Quant à l’augmentation des contributions dans l’OTAN, elle est réelle et ne résulte pas seulement des pressions de Donald Trump : c’est la conséquence directe de la menace russe, concrétisée par l’annexion de la Crimée (2014), puis par l’invasion déclenchée en Ukraine en février 2022. Onze membres de l’OTAN sur trente et un ont déjà atteint l’objectif de 2 % de leur produit intérieur brut consacrés à leur défense, alors qu’ils n’étaient que trois en 2014. Mais cette barre de 2 %, si souvent évoquée par Donald Trump, n’est qu’un indicateur parmi d’autres – comme les capacités militaires disponibles et la contribution aux opérations extérieures – de l’engagement des pays dans l’Alliance. Il ne mérite donc aucun fétichisme ou aucune obsession.

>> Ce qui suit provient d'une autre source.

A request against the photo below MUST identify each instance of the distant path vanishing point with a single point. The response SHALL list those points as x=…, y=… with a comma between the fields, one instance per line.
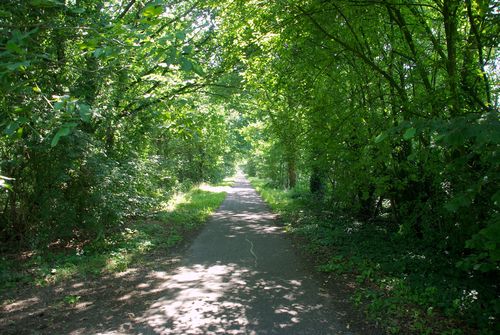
x=241, y=276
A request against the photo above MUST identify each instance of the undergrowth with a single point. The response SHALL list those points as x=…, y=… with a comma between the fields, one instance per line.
x=160, y=230
x=405, y=287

A ce stade, Donald Trump ne prône pas un retrait pur et simple de son pays de l’OTAN, qui nécessiterait une législation spécifique du Congrès ou une majorité des deux tiers au Sénat. Mais il prépare l’opinion publique, il affaiblit l’Alliance et met ses membres sous tension, tout en confortant Vladimir Poutine dans sa stratégie : le temps jouerait pour Moscou. Incapables jusqu’à présent d’envisager de façon concrète un nouveau mandat Trump, les Européens sont pourtant les premiers concernés par ces déclarations. Celles-ci seront au cœur des discussions cette semaine entre ministres de la défense à Bruxelles, mais aussi lors de la conférence de Munich sur la sécurité, qui célébrera son 60e anniversaire à compter du 16 février. Le discours de la vice-présidente, Kamala Harris, y sera très attendu.
« A huit mois de l’élection, il affaiblit déjà l’OTAN »
« Les Européens sont dans un état de panique avancée, et c’est justifié, estime Tara Varma, chercheuse invitée à la Brookings Institution. Ils doivent en tirer trois conclusions : Trump ne croit pas aux organisations multilatérales ; ensuite, il ne les protégera pas s’il est élu ; enfin, il encourage Poutine à les envahir, ce qui constitue un changement de paradigme par rapport à 2016. A huit mois de l’élection, il affaiblit déjà l’OTAN. Le niveau de danger dans lequel Trump met les Européens est une vraie escalade. Ils doivent être en mesure de se défendre eux-mêmes et d’aborder sérieusement ce qu’on discute depuis longtemps, l’autonomie stratégique, c’est-à-dire la nécessité de construire des capacités et de diversifier le réseau des partenaires. »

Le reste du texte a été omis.